Encadenar horas de trabajo sin levantarse parece la vía rápida para terminar antes, y suele producir el efecto contrario. La atención es un recurso limitado que se agota, y detenerse unos minutos permite recuperarla. La evidencia sobre estas pausas cortas existe, aunque conviene leerla con matices.
¿Por qué se agota la atención?
Mantener el foco en una tarea exige un esfuerzo continuado de la corteza prefrontal, que inhibe todo lo que no es relevante. Ese trabajo de filtrado consume recursos y no puede sostenerse indefinidamente. A partir de veinte o treinta minutos en tareas exigentes, el rendimiento empieza a caer de forma medible.
El fenómeno se conoce como decremento de la vigilancia y explica los errores tontos del final de la mañana. Al soltar la tarea, el cerebro activa redes distintas que permiten reorganizar la información y descargar parte de la tensión acumulada.
¿Qué dice la evidencia sobre las micropausas?
Un equipo de la Universidad del Oeste de Timisoara reunió los estudios experimentales publicados en tres décadas sobre interrupciones breves durante la jornada laboral.
Según el metaanálisis publicado en PLOS ONE en 2022, con 22 muestras independientes y 2.335 participantes, las micropausas redujeron la fatiga y aumentaron el vigor de forma significativa, aunque con efectos pequeños. Sobre el rendimiento el resultado fue más modesto y solo apareció en tareas poco exigentes desde el punto de vista cognitivo. Los autores añaden un dato útil: cuanto más larga era la pausa, mayor era el beneficio, y recuperarse de tareas muy demandantes puede necesitar más de diez minutos.
Pausas que funcionan
Lo que mejor descansa es cambiar de registro, no simplemente dejar de trabajar:
- Levantarse y caminar dos o tres minutos, aunque sea por el pasillo;
- Mirar por la ventana a algo lejano durante veinte segundos, que además relaja la vista;
- Salir al exterior, porque la luz natural ayuda a ordenar el reloj biológico;
- Hacer unas respiraciones lentas, con la exhalación más larga que la inhalación;
- Beber agua y estirar hombros y cuello;
- Conversar unos minutos con alguien sobre algo ajeno a la tarea;
- Reservar una pausa más larga a media jornada, sin pantallas.

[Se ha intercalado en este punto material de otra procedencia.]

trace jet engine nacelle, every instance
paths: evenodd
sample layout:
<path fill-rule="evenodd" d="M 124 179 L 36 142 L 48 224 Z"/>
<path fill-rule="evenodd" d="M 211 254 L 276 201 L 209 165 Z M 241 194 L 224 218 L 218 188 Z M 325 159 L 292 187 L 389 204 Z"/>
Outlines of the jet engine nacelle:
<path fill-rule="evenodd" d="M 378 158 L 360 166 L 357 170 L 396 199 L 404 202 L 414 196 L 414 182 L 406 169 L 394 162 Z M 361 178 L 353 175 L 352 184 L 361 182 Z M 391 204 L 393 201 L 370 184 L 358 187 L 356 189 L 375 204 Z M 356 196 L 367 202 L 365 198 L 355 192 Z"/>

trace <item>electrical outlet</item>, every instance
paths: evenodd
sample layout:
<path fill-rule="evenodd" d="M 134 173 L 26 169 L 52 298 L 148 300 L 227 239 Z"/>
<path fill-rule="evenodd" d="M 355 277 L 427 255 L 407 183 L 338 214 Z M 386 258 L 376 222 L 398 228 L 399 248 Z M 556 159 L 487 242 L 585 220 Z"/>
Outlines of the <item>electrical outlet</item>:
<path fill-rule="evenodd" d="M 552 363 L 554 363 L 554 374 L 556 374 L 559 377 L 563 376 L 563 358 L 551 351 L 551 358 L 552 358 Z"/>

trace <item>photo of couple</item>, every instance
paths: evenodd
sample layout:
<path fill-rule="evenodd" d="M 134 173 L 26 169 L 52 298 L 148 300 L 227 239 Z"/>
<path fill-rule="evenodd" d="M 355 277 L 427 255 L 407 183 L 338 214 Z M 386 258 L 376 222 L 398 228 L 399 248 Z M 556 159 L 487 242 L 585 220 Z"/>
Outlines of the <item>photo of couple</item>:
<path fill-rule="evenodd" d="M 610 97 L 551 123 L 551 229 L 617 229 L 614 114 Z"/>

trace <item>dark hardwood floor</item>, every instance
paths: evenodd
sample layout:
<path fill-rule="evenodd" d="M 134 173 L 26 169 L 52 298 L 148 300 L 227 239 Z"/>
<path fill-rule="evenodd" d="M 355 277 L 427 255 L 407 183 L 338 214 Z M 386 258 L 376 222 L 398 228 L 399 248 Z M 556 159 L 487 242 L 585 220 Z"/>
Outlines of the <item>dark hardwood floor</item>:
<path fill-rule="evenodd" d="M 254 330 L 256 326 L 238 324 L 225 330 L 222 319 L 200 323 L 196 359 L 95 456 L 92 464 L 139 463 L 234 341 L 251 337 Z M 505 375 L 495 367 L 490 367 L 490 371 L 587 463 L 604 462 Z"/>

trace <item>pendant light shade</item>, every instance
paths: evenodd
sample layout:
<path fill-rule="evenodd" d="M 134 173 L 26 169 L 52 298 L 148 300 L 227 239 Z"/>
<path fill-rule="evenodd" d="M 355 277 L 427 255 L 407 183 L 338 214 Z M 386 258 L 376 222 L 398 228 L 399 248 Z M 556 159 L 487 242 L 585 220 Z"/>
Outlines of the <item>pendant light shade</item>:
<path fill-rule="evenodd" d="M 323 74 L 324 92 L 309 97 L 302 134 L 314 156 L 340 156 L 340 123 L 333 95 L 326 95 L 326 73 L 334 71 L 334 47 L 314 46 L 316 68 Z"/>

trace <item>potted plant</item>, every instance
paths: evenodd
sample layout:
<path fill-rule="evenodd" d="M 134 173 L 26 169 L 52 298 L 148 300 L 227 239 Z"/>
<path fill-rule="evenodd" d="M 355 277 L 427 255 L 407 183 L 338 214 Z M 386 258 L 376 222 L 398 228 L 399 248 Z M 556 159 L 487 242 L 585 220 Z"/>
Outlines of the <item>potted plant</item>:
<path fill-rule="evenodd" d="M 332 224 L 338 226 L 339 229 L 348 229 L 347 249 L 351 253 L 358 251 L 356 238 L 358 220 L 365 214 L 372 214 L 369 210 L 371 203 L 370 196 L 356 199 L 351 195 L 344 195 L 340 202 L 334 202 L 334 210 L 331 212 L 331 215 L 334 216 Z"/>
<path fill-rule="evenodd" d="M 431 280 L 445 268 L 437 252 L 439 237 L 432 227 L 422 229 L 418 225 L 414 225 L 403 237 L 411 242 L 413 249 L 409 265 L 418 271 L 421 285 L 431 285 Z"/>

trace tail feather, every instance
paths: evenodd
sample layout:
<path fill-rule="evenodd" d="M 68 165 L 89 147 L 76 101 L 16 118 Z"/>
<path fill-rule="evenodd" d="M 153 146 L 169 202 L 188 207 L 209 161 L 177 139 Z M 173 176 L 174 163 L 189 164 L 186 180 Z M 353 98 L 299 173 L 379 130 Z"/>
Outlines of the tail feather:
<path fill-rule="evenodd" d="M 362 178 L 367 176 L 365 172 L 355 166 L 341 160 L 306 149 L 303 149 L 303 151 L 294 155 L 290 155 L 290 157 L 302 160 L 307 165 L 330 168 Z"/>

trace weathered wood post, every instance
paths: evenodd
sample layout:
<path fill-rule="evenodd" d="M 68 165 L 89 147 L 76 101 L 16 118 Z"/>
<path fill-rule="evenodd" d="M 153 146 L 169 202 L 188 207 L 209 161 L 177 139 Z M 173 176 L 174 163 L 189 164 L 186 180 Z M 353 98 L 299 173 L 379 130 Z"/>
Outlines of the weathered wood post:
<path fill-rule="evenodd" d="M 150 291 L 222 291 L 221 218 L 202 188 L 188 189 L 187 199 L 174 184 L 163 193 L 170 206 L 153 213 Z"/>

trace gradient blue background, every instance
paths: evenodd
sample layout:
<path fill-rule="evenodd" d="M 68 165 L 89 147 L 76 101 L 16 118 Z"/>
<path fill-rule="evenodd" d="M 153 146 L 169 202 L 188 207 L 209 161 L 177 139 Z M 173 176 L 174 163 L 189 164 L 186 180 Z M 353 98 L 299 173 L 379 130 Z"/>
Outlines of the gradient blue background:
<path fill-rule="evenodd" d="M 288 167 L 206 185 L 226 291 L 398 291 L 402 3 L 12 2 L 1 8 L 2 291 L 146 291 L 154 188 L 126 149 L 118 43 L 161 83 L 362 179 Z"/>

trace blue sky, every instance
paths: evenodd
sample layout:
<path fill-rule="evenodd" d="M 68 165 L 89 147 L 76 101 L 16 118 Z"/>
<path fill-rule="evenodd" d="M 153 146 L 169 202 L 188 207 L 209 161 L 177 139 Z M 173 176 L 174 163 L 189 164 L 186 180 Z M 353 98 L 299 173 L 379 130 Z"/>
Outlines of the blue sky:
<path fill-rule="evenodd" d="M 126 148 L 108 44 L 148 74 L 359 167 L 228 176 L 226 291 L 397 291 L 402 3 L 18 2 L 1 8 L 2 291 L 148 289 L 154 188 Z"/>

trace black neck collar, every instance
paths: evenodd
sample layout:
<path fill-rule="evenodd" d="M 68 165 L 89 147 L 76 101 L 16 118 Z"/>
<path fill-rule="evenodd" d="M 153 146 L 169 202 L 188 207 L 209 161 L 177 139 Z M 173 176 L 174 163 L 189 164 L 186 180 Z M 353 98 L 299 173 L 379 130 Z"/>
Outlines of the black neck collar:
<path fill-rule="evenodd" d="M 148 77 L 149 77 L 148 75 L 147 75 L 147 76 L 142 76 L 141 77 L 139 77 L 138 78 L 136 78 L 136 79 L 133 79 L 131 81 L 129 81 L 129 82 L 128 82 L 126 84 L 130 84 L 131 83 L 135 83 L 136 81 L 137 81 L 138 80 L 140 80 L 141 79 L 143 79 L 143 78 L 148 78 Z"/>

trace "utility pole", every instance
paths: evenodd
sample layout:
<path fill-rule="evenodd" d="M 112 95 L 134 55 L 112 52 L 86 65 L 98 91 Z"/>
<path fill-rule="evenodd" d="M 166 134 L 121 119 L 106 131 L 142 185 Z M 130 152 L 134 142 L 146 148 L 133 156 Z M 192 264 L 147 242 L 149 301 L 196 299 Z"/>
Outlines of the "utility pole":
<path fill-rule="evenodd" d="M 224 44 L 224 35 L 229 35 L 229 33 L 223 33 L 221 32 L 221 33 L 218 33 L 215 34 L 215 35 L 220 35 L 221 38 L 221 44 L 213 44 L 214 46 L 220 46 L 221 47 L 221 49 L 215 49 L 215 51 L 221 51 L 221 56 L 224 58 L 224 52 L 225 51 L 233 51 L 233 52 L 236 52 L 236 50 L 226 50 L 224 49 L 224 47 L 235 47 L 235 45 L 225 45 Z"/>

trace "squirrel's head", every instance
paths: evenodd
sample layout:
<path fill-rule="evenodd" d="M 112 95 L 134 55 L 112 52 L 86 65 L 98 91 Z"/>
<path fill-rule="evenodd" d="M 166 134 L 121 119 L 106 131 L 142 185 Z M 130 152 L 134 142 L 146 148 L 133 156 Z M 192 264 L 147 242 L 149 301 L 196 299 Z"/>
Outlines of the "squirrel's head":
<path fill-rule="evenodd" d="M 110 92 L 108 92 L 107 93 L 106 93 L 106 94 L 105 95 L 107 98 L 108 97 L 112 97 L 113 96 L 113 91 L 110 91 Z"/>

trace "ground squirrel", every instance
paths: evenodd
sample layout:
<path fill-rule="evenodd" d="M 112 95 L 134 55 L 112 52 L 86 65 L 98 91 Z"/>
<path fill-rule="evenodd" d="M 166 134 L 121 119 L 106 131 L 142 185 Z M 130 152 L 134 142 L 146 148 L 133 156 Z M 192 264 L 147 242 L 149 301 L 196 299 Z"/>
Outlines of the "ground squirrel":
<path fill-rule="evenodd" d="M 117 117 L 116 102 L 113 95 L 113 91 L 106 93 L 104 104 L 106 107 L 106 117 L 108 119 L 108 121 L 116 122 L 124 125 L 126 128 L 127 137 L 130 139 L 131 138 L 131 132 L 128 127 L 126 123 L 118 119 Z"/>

La frecuencia importa tanto como la duración. Dos minutos cada media hora rinden más que una única parada larga a última hora de la tarde, cuando el desgaste ya está hecho.
¿Qué no descansa la mente?
Muchas pausas no cumplen su función porque mantienen el mismo tipo de exigencia:
- Deslizar por redes sociales, que sigue demandando atención y aporta estímulos rápidos;
- Revisar el correo o los mensajes de trabajo;
- Leer noticias, sobre todo si generan tensión;
- Cambiar a otra tarea igual de exigente creyendo que eso descansa;
- Comer delante de la pantalla mientras se sigue trabajando;
- Encadenar cafés para tapar el cansancio en lugar de parar.
Cuando el agotamiento persiste día tras día pese a descansar, el problema puede estar en la calidad del sueño. Merece la pena revisar las causas del insomnio y cómo combatirlo antes de asumir que es cuestión de organización.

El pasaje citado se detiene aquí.